I'm subclassing pandas DataFrame
in a project of mine. Most pandas
operations preserve the subclass type, but df.groupby().agg()
does not. Is this a bug? Is there a known workaround?
import pandas as pd
class MySeries(pd.Series):
pass
class MyDataFrame(pd.DataFrame):
@property
def _constructor(self):
return MyDataFrame
_constructor_sliced = MySeries
MySeries._constructor_expanddim = MyDataFrame
df = MyDataFrame({"a": reversed(range(10)), "b": list('aaaabbbccc')})
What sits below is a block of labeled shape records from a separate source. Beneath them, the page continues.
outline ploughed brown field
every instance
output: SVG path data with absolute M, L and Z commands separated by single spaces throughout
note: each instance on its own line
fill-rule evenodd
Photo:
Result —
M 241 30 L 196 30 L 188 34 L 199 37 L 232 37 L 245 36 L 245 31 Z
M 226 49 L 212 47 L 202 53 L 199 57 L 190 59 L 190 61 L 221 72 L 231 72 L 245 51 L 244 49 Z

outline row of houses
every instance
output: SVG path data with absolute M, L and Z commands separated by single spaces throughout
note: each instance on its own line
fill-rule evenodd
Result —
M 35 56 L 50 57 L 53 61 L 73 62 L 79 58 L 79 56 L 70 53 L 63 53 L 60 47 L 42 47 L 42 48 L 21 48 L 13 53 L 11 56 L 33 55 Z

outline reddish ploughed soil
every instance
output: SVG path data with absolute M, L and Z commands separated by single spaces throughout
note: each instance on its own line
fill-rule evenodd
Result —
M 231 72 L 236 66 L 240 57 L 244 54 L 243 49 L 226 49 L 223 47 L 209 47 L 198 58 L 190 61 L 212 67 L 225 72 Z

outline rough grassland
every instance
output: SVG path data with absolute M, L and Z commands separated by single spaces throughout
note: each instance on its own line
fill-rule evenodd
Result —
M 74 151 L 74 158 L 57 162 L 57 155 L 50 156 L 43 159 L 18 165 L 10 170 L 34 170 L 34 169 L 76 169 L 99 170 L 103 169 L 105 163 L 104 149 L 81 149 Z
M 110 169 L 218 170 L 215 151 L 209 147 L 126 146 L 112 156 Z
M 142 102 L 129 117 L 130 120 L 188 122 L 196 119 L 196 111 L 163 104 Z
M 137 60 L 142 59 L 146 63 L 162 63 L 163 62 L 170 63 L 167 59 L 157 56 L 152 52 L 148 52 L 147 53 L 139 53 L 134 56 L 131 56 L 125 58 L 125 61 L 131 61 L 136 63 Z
print(type(df.groupby("b").sum()))
# <class '__main__.MyDataFrame'>
print(type(df.groupby("b").agg({"a": "sum"})))
# <class 'pandas.core.frame.DataFrame'>
It looks like there was an issue (described here) that fixed subclassing for df.groupby, but as far as I can tell df.groupby().agg() was missed. I'm using pandas version 2.0.3
.
The workaround I'm currently using is to re-initialize the subclassed DataFrame
and call the __finalize__
method, which propogates metadata to the new object.
MyDataFrame(my_df.groupby("b").agg({"a": "sum"})).__finalize__(other=my_df)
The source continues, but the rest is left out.